Of course, a win’s a win and nothing else really matters, but I can’t help thinking May might have found a better place to celebrate the absence of Tory disaster in the local election stalemate. Because the Wandsworth results really aren’t much for the Tories to celebrate. The party lost eight councillors and now has 33 of 60 seats; Labour has 26. Labour also came fairly close to having quite a few more seats. In wards such as Earlsfield and Nightingale, the Tories used to weigh their votes and councillors used to regularly wrack up four-figure majorities: these are wealthy wards where terraced houses sell for £1m and more, the sort of places where the pubs show rugby not football on the TV, private schools outnumber state schools and men wear gilets without apology or irony.
But those places came within a few dozen votes of returning councillors from the Labour Party of Jeremy Corbyn. Only a fairly intensive get-out-the-vote operation seems to have scrambled enough Tory voters to the polls last night to deny Labour a genuine triumph. Really, CCHQ should be thanking Owen Jones today, because it is only the hubristic expectations inflation of his Momentum campaign trips that allows Tories to present very real Labour gains in Wandsworth as a blow to Corbyn.
So when Owen and his chums say that the Labour result in Wandsworth was a good one for their party, they’ve got a point, though perhaps not as good a point as they think. This is entirely anecdotal (what local election reporting isn’t?) but talking to a couple of Labour-leaning Wandsworth residents today, I was struck by their cheery response to the result.
And to be clear, they weren’t happy their party had run Tories so close, they were happy their party hadn’t quite won. One confessed it was “a bit of a relief” that the council would remain under Conservative management, management which really does deliver quite reasonable services (especially when compared to neighbouring councils) for very low council tax: Wandsworth still has weekly bin collections, for goodness’ sake.

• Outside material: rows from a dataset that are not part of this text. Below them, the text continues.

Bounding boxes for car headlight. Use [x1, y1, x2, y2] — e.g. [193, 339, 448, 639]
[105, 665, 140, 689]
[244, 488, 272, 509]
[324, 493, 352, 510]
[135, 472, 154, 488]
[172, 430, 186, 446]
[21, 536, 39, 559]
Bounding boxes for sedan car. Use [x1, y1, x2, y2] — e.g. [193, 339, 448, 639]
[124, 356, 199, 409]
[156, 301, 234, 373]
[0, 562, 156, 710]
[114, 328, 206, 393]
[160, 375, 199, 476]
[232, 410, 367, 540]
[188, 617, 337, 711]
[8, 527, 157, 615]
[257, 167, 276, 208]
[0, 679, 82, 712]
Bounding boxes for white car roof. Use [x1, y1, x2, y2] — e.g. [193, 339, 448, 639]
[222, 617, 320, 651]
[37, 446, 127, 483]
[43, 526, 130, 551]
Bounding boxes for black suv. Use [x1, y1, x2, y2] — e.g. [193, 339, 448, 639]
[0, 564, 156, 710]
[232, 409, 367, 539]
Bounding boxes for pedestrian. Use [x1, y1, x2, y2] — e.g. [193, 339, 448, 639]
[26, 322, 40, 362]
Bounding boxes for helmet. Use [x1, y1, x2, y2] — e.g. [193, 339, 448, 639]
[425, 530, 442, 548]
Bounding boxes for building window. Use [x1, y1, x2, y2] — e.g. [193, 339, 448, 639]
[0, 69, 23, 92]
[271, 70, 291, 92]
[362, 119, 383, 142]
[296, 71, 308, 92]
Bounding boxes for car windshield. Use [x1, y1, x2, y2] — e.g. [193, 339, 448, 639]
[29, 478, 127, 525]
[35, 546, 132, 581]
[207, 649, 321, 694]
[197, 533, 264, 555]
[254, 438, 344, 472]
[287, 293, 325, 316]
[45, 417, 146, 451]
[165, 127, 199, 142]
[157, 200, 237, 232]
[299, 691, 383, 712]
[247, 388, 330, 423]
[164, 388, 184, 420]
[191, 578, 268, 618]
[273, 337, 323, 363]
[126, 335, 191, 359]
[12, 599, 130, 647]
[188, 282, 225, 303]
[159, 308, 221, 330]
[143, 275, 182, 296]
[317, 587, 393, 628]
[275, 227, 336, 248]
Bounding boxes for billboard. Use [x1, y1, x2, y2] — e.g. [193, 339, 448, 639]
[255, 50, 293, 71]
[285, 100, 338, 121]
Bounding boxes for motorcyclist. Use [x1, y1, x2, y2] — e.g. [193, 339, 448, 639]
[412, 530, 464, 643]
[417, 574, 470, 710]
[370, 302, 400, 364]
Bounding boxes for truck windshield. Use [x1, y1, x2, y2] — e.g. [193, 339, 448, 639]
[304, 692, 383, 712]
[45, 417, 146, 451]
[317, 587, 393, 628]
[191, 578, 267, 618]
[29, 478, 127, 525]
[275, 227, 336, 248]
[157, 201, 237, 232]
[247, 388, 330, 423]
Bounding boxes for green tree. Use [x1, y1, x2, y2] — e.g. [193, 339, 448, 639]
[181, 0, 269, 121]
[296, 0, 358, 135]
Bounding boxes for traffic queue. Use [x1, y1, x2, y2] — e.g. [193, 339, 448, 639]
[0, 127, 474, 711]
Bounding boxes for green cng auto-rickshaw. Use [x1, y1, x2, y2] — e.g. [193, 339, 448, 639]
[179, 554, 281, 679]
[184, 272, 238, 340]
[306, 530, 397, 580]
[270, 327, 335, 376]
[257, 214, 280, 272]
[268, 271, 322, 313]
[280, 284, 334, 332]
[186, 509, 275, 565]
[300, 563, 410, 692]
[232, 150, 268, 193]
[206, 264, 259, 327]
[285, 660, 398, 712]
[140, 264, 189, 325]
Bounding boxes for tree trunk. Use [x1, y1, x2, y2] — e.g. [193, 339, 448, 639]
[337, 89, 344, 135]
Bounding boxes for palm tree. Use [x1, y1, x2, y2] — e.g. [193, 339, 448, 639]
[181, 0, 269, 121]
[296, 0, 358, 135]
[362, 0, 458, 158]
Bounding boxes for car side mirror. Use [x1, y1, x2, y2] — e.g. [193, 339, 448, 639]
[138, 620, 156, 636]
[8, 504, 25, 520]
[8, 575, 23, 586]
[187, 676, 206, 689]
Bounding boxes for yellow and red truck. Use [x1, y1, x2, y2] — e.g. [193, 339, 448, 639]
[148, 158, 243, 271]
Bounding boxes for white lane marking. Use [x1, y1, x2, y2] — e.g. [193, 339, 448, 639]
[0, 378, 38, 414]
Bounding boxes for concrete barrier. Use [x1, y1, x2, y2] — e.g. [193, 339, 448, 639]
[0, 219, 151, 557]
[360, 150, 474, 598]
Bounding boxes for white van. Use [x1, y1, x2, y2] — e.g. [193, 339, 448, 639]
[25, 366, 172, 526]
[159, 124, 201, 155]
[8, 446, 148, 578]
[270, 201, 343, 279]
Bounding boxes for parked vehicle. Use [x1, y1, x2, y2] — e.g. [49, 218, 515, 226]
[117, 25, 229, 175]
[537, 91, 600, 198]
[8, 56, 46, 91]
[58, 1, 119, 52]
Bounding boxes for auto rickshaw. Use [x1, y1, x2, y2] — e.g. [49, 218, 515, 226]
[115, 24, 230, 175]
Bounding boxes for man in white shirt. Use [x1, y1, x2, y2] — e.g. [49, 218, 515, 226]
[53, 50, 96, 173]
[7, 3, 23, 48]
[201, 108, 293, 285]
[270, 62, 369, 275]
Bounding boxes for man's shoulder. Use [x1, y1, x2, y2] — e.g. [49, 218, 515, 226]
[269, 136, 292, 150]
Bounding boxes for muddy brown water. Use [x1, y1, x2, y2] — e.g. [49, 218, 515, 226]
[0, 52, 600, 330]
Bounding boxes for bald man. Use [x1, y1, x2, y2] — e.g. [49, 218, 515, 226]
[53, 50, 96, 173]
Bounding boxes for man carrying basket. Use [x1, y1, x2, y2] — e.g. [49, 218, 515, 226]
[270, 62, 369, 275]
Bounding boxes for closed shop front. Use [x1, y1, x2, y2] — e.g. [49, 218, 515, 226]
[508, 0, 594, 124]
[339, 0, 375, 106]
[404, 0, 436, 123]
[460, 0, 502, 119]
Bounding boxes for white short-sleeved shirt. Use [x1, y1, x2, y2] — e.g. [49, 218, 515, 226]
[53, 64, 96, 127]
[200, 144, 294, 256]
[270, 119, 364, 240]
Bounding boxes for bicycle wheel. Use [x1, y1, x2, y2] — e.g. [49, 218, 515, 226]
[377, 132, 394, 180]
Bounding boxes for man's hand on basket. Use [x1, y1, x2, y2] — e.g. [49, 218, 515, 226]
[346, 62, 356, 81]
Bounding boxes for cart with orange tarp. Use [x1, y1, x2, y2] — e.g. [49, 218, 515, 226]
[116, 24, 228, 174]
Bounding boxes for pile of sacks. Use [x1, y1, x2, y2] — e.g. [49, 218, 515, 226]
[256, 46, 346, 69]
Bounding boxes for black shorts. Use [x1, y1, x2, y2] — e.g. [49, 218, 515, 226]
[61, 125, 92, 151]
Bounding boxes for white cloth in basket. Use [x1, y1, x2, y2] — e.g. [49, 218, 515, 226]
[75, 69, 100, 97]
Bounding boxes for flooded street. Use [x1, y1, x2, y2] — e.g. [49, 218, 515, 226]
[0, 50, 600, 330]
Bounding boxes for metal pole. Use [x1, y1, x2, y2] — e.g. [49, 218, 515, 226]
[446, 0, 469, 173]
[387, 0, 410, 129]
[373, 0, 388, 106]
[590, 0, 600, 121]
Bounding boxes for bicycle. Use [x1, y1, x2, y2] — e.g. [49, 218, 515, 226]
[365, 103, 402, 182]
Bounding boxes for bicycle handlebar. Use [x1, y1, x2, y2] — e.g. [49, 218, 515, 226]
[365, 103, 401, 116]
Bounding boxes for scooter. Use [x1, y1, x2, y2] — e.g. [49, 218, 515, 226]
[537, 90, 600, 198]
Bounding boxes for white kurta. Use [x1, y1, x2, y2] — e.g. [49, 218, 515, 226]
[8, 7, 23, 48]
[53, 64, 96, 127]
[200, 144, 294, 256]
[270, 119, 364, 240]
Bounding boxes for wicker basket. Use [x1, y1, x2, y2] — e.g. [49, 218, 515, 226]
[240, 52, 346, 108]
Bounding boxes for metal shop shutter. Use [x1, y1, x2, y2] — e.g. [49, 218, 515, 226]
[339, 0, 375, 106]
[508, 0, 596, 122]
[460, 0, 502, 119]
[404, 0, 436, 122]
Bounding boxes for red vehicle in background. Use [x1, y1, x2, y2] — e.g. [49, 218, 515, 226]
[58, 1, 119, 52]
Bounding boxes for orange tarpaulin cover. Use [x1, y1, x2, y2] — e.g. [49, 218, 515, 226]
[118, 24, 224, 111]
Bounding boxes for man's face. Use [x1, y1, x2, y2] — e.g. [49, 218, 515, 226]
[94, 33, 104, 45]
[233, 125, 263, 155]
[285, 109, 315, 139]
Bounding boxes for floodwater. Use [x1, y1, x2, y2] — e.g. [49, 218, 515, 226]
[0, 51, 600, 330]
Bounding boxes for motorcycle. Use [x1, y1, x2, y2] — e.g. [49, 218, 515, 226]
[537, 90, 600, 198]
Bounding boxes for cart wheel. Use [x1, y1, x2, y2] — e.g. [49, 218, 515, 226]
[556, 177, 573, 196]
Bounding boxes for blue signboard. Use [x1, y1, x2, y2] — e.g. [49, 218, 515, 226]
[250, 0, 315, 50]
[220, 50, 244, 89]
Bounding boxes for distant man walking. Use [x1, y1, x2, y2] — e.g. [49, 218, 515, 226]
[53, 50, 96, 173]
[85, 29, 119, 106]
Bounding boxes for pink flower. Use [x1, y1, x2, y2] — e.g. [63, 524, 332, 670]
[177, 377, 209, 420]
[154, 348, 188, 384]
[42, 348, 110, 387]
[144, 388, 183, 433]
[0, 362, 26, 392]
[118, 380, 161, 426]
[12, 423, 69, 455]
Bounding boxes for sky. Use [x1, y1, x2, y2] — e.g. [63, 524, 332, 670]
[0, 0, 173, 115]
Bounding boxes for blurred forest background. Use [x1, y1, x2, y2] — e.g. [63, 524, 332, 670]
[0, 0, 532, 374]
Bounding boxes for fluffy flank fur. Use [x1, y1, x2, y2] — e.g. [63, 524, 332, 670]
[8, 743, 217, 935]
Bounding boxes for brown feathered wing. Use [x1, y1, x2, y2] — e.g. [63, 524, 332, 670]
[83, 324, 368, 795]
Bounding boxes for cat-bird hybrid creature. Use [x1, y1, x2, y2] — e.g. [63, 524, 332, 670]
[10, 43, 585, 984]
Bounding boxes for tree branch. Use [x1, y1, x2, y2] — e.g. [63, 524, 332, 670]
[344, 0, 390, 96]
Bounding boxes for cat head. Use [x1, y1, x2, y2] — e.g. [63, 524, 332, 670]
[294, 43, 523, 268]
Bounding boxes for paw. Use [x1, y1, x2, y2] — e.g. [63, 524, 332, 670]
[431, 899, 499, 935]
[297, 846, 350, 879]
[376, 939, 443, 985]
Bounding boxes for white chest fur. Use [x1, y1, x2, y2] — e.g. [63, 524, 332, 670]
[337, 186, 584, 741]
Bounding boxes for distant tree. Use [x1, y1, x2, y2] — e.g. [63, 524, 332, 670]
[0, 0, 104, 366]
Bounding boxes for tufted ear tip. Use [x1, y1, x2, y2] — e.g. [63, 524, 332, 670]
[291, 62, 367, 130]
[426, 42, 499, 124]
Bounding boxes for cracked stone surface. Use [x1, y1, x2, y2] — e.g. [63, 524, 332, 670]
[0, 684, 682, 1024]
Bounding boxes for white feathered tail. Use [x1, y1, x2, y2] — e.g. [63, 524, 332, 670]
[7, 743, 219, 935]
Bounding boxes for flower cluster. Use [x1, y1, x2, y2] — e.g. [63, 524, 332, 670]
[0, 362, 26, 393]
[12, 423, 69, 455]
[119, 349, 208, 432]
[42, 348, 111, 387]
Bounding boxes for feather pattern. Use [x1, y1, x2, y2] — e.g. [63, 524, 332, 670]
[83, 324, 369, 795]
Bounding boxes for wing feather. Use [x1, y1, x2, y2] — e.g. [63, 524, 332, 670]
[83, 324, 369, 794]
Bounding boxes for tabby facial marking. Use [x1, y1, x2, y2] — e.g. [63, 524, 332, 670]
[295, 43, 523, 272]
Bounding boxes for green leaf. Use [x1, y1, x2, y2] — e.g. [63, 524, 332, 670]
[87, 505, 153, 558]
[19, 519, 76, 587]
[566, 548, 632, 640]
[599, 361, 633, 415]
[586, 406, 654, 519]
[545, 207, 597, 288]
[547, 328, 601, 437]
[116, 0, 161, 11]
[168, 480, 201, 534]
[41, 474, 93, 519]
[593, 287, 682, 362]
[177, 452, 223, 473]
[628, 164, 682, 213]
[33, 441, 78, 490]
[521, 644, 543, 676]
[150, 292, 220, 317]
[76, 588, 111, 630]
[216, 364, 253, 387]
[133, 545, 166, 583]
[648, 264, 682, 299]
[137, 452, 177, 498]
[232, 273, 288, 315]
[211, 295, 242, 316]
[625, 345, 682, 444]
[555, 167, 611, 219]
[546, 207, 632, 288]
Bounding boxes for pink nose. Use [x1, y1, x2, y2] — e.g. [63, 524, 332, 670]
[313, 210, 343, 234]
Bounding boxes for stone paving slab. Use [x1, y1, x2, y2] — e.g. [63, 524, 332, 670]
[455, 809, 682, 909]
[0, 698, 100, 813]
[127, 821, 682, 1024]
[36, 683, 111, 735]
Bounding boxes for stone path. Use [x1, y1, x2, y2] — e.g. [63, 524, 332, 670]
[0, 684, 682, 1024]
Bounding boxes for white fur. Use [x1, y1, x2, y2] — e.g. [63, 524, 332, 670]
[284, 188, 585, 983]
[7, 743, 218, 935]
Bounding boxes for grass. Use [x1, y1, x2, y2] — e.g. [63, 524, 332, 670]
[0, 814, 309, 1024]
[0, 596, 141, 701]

Another said she actually hadn’t voted for Labour at all, because of “Jeremy Corbyn, the anti-semitism thing, Russia, all of that – I just couldn’t.”
And meanwhile in cyberspace, some of my local friends fighting the online war for free speech in the Mumsnet trenches (Wandsworth is well-stocked with Mumsnet feminists) say they can never vote for Labour while its leadership appears to side with transgender activists accusing women of hate crimes for pointing out the biological differences between men and women. (Owen Jones, a trans-rights advocate who is, shall we say, not greatly loved by “gender critical” feminists, might reflect on how his noisy visits to places like Wandsworth helped swing some Mumsnet votes away from Labour. One otherwise mild-mannered neighbour of mine swore a colourful vow not to cast her usual vote for Labour here when she learned “OJ” had been visiting.)
In short, it seems reasonable to wonder if the more toxic aspects of the Corbyn brand actually denied his party a victory that Labour’s considerable grassroots organisation and critique of the May government’s failures had put within reach.
Would Corbynism without Corbyn and his nasty cultural baggage have delivered Wandsworth for Labour? It cannot be ruled out. Sensible Conservatives will learn lessons from the Wandsworth result, not celebrate it.